Tout entraîneur rêve de disposer d'un joker capable d'entrer en jeu à tout moment pour faire la différence. C'est précisément le rôle que Jordi a joué pour l'Espagne, l'un des demi-finalistes de la Coupe du Monde U-17 de la FIFA, Corée 2007. La France en sait quelque chose...

Récapitulons. Entrée en lice de l'Espagne face au Honduras dans le Groupe C : le score est de 1:1 quand Juan Santisteban lance Jordi à la 50ème minute. Six minutes plus tard, le numéro 19 surgit à point nommé pour s'emparer d'un ballon mal dégagé par le gardien hondurien et inscrire le deuxième but espagnol. Rebelote en fin de match : alors que les Catrachos talonnent les Ibères (2:3), il catapulte un centre de Bojan au fond des filets et assène le coup de grâce.

Les Bleuets savaient donc à quoi s'en tenir lorsque Jordi a enlevé son survêtement, à la 56ème minute du quart de finale disputé à Jeju. Pourtant, c'est bien lui qui, à la 72ème minute, allait débouler seul au second poteau pour concrétiser un centre au cordeau de Iago. "Moi, un buteur ? Pas du tout ! J'ai juste eu la chance d'entrer en cours de jeu, de marquer et que ça ait bien marché pour l'équipe. Un but, c'est un travail collectif", assure-t-il en riant à FIFA.com.

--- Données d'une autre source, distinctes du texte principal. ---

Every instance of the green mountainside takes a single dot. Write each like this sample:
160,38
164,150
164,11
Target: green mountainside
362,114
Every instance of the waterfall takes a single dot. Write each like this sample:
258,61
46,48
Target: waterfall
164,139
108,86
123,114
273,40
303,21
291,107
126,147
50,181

Pur produit de Villarreal, Jordi est un joueur de couloir, mais il a aussi joué en pointe. "Peu m'importe le poste du moment que j'entre sur le terrain, avoue-t-il. C'est rageant de faire banquette, on veut toujours être titulaire et on redouble d'efforts pour y arriver. Mais on est tous sur le même bateau, on a une très belle équipe, avec un banc très fourni", ajoute-t-il.

Incertain face au Ghana
Si la chance a permis à Jordi de marquer, elle n'est pas toujours au rendez-vous. En effet, un coup malheureux risque de lui coûter le match contre le Ghana. "J'ai frappé le sol en tentant de centrer un ballon. J'ai mal, mais je veux disputer la demi-finale et, espérons-le, la finale. Je serais trop déçu de ne pas jouer", commente-t-il avec optimisme, en montrant sa cheville bandée.

Ce fan de Figo analyse le prochain adversaire de la Furia Roja avec beaucoup de lucidité : "Il faut qu'on garde le ballon. Les Français l'ont monopolisé et ça a failli nous coûter cher. Ce sera difficile parce que, contrairement à d'autres équipes africaines qui sont plus physiques que techniques, le Ghana est dangereux à tous les niveaux".

La dernière action du quart de finale contre la France, qui a vu Vincent Acapandie rater la cible face à un David de Gea vaincu, a été riche d'enseignements pour Jordi, qui compte bien mettre à profit cette expérience pour le choc de mercredi à Ulsan. "Il faudra se méfier des contre-attaques, ils sont très rapides et c'est comme ça qu'on a failli perdre contre la France. Ce dernier ballon, je n'y crois toujours pas. Je me voyais déjà en train de faire mes valises quand j'ai vu le ballon s'envoler au-dessus de la transversale !".

Le dîner approche et Jordi doit rejoindre ses coéquipiers. La dernière question le déstabilise, mais fidèle à lui-même, il rebondit très vite. L'Espagne a-t-elle l'étoffe d'un champion ? "C'est difficile de répondre, mais oui, on a une équipe de battants".